In recent times the Modern-Classic segment has been gaining traction in the Indian market. The segment does not have many manufacturers contesting for the space and for years one manufacturer that is Royal Enfield remained unchallenged. But in 2020, things have changed and now the brand has a direct competitor, the Honda H’ness CB350. Honda has even added the H’ness (Highness) moniker to its name challenging the Royal motorcycle. For this comparison, we have selected the Royal Enfield’s entry-level but the most iconic, ‘Bullet 350’ competing against the Honda H’ness CB350, in terms of technical specifications.

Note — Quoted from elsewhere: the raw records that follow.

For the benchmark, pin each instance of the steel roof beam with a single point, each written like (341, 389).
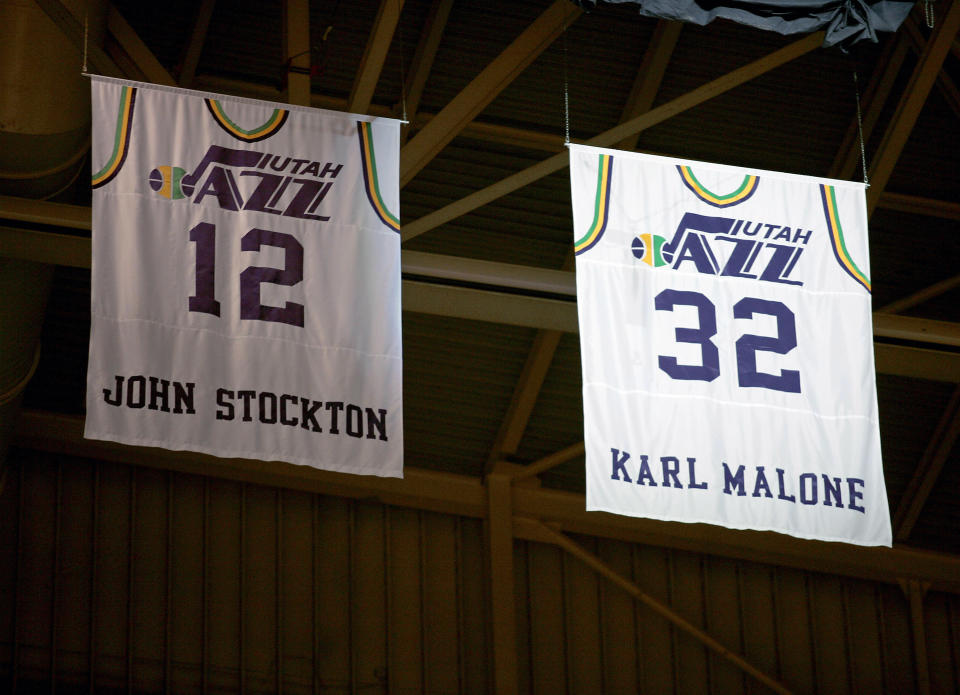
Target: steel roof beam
(945, 84)
(423, 59)
(136, 49)
(97, 59)
(911, 103)
(296, 49)
(928, 469)
(635, 125)
(545, 343)
(874, 97)
(194, 47)
(653, 67)
(374, 55)
(534, 140)
(484, 88)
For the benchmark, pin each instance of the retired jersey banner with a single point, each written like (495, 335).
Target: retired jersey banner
(245, 279)
(727, 347)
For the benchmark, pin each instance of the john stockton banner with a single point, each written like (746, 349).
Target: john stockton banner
(246, 279)
(727, 348)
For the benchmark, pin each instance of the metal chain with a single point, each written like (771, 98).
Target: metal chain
(403, 84)
(863, 148)
(85, 32)
(566, 89)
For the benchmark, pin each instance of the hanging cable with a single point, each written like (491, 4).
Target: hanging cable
(403, 84)
(566, 89)
(83, 70)
(863, 147)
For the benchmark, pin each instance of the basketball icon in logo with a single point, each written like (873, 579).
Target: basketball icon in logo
(649, 249)
(168, 182)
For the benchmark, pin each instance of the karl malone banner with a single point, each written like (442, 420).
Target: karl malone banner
(727, 347)
(245, 279)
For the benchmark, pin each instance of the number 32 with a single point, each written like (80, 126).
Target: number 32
(747, 345)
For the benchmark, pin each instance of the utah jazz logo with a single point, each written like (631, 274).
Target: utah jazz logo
(168, 182)
(649, 249)
(726, 246)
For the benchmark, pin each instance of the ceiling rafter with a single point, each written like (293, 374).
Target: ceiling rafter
(374, 55)
(635, 125)
(466, 496)
(918, 205)
(423, 59)
(911, 103)
(134, 47)
(945, 83)
(649, 77)
(194, 47)
(534, 140)
(97, 59)
(653, 66)
(296, 49)
(484, 88)
(928, 469)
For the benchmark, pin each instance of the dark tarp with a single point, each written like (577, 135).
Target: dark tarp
(845, 21)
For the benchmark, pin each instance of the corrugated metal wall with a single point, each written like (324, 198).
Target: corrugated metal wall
(126, 579)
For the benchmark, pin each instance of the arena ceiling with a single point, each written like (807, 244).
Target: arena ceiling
(491, 354)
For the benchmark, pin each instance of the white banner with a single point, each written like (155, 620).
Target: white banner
(245, 279)
(727, 347)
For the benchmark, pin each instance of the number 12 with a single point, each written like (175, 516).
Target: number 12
(204, 300)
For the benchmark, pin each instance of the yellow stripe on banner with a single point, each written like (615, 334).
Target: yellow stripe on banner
(746, 189)
(372, 182)
(121, 139)
(836, 235)
(262, 132)
(600, 208)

The Royal Enfield Bullet 350 is powered by the same tried and tested BS6 346cc single-cylinder air-cooled long-stroke mill that powers its ‘350’ range. The 4-stroke engine comes with a 70 mm x 90 mm bore x stroke with a compression ratio of 8.5:1. The motor produces 19.1 Bhp of power and 28 Nm of torque matched to a 5-speed constant mesh gearbox and wet multi-plate clutch. The Honda H’ness CB350 is powered by a BS6 compliant 348.36cc, single-cylinder, air-cooled long-stroke engine with 70 mm x 90.5 mm of bore x stroke but comes with a stronger 9.5:1 compression ratio as compared to the Bullet 350. This helps the CB350 produce 20.8 Bhp of power and 30 Nm of torque matched to a 5-speed transmission with slipper & assist clutch. Furthermore, the Honda H’ness CB350 also comes with Honda Selectable Torque Control (HSTC) as standard. The Honda CB350 is not only approximately 2 Bhp & 2 Nm more powerful it is also 5 kgs lighter than the Bullet 350.
Chassis & Suspension:
The Royal Enfield Bullet 350 features a single downtube frame that uses the engine as a stressed member and rides on 35 mm diameter front forks with 130mm of travel, 5-step adjustable preload twin shock absorbers with 80 mm of travel. The Royal Enfield Bullet 350 rides on 19-inch front and rear wire-spoke rims. The Honda H’ness CB350 comes with a half-duplex cradle chassis that rides on conventional ‘Right Side Up’ front fork suspension and twin hydraulic with coil spring assist shock absorbers on the rear. The Honda H’ness CB350 gets 19-inch front and 18-inch rear alloy wheels as standard.
Brakes & Dimensions:
The Bullet 350 features 280 mm disc on the front and internally expanding 153 mm Drum brake on the rear equipped with a single-channel ABS. The Bullet 350 comes with 1395 mm of the wheelbase, 135 mm of ground clearance, 800 mm of seat height, 13.5-litre fuel tank and tips the scales at 186 kg at the kerb. The CB350 features 310 mm single hydraulic disc on the front and a single 240 mm disc at the rear equipped with a dual-channel ABS for safety. The wheelbase on the Honda H’ness CB350 measures 1441 mm and the motorcycle gets a ground clearance of 166 mm, 800 mm of seat height, 15-litres of fuel tank capacity and a kerb weight of 181 kg.
Design & Features:
The Royal Enfield Bullet 350 features a retro-classic design language and comes with optional chrome fenders, rounded halogen powered headlight unit with a chrome bezel, teardrop fuel tank, polished cylinder head and side covers depending on the model and a low slung exhaust finished in chrome. The H’ness CB350 reverberates with the legendary CB brand styling and features neo-retro styled chrome-bezeled rounded LED headlamp unit, LED turn indicators, LED tail lamp, old-school tear-drop style fuel tank with retro graphics and pinstripes, black-finished engine cylinder with a polished cylinder head fins, chrome clutch cover and chrome finished low slung exhaust. While the Royal Enfield comes with an analogue speedometer, the Honda CB350 features a semi-digital instruments console integrated with Honda Smartphone Voice Control System.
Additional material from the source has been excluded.